Newspapers, television, magazines. We are surrounded by the media in this modern day and age. The government has worked hard to improve standards of literacy in the country, and we can see this being put to good use all around us every day. After all, the influence of the media is enormous, and this makes it a profitable industry from which many people are able to benefit.
However, would it be as lucrative for an industry to advertise a product using, say, incorrect grammar? How likely would you be to even consider buying a product from a commercial advertising “Great price’s for eye-pods”? The sharper eyes in the land have been trained from a very young age to spot these errors, and even non-“sticklers” will be disinclined to buy this kind of product, simply because the authenticity is in high doubt.

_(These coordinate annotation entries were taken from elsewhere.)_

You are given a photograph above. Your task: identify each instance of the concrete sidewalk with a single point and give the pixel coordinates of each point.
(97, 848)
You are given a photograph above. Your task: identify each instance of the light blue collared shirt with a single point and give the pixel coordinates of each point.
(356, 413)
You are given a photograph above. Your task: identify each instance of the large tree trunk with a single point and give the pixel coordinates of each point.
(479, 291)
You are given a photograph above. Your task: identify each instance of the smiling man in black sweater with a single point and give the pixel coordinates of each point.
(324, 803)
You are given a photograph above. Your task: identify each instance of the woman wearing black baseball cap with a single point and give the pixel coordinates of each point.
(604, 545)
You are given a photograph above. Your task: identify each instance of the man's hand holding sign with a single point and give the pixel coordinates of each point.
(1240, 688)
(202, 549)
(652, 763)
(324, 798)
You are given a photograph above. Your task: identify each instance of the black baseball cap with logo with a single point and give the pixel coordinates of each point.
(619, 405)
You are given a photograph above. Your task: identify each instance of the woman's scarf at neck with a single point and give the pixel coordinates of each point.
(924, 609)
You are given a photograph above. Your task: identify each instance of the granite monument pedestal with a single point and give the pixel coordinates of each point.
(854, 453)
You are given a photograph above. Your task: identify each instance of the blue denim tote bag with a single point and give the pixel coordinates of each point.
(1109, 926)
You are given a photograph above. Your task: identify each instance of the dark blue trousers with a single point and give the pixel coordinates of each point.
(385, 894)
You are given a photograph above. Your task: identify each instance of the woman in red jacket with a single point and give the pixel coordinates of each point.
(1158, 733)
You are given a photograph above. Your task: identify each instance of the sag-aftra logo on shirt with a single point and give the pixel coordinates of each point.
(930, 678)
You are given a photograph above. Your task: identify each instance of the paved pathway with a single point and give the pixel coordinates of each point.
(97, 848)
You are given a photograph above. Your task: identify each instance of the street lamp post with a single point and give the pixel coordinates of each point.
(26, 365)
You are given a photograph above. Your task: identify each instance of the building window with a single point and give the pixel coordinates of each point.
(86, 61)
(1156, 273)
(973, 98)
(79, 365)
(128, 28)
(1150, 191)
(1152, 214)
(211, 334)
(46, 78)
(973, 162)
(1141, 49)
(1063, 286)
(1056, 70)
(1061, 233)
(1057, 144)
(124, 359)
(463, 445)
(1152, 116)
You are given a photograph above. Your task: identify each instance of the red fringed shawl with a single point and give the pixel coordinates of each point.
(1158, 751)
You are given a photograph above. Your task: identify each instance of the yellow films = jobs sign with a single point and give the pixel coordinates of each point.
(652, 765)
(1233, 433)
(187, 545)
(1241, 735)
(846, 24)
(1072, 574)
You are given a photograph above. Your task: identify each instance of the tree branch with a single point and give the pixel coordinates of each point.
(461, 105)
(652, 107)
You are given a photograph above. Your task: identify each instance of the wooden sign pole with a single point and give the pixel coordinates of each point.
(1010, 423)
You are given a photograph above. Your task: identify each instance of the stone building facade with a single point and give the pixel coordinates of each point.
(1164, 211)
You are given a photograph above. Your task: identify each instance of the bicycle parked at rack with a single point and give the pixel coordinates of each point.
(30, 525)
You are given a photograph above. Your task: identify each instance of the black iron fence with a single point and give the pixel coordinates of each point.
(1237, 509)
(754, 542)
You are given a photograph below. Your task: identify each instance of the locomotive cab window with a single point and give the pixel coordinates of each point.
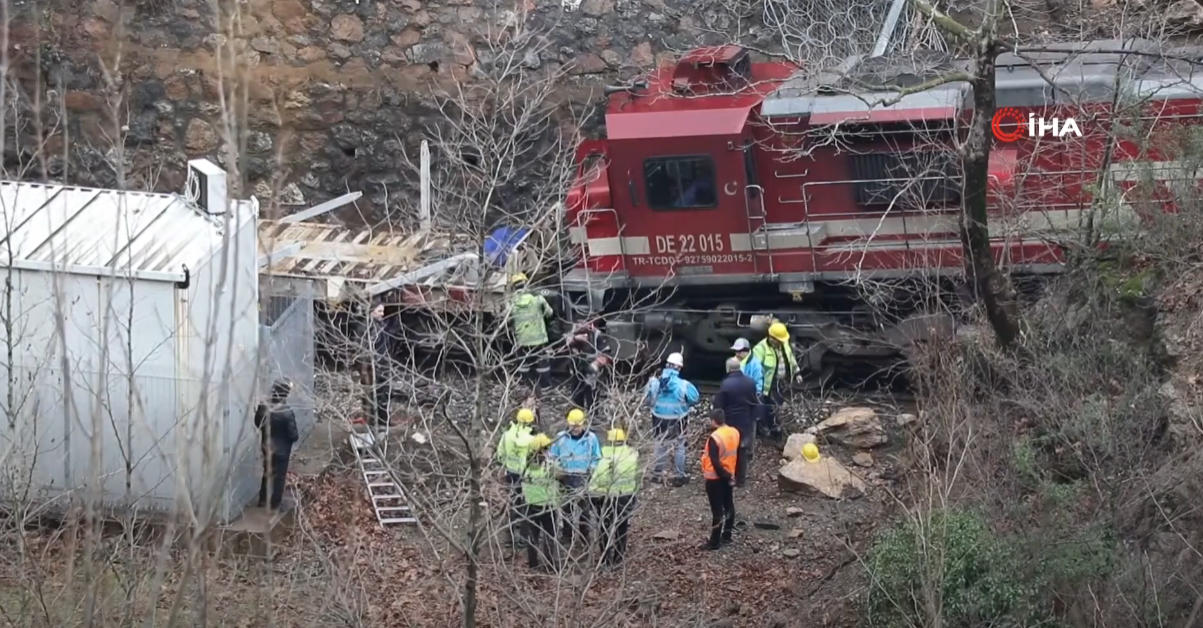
(680, 183)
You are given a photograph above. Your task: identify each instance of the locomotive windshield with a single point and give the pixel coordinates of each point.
(680, 182)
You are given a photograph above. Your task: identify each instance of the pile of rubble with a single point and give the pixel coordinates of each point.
(859, 430)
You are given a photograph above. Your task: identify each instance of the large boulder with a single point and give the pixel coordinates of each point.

By releasing 16-year-olds into the world with a handful of media studies and childcare GCSEs, and absolutely no linguistic skills so to speak of, what are we giving back to this country which has worked so hard to improve standards of living and the quality of the mediums we are subjected to on a daily basis? If we’re going to be forcibly press-ganged into watching endless advertisements for the same products over and over again when all we want is to catch up with the news on ITV, do we not have any right to at least be able to learn something from them? Or, if not even learn, at least not be subjected to incorrect grammar and spelling which would force our minds to conform to “regional dialects” which are entirely unnecessary. After all, “them young people these days ain’t got no clue about ed-you-cation” - which is precisely why the uneducated forty-somethings of Britain don’t have highly-paid careers in advertising.
So, by offering young people the chance to actually learn something worthwhile in schools, it will lead them down a road where they no longer aspire to become hairdressers. They will suddenly find that a whole new world has opened up to them; one where they will find windows of opportunity even in the council flats where their uneducated forty-something parents have brought them up. Grammar and spelling are such basic skills that even the worst schools should be able to rustle up a teacher or two who actually had a decent education in them.
Obviously, it would be ridiculous to introduce yet another GCSE which could be passed by a baby standing on its head, but clearly learning these skills, if only for half an hour a week, will help the “yoof of today” gain the mental dexterity to be able to actually get somewhere in life – and by “somewhere”, I don’t mean training to be a media studies teacher.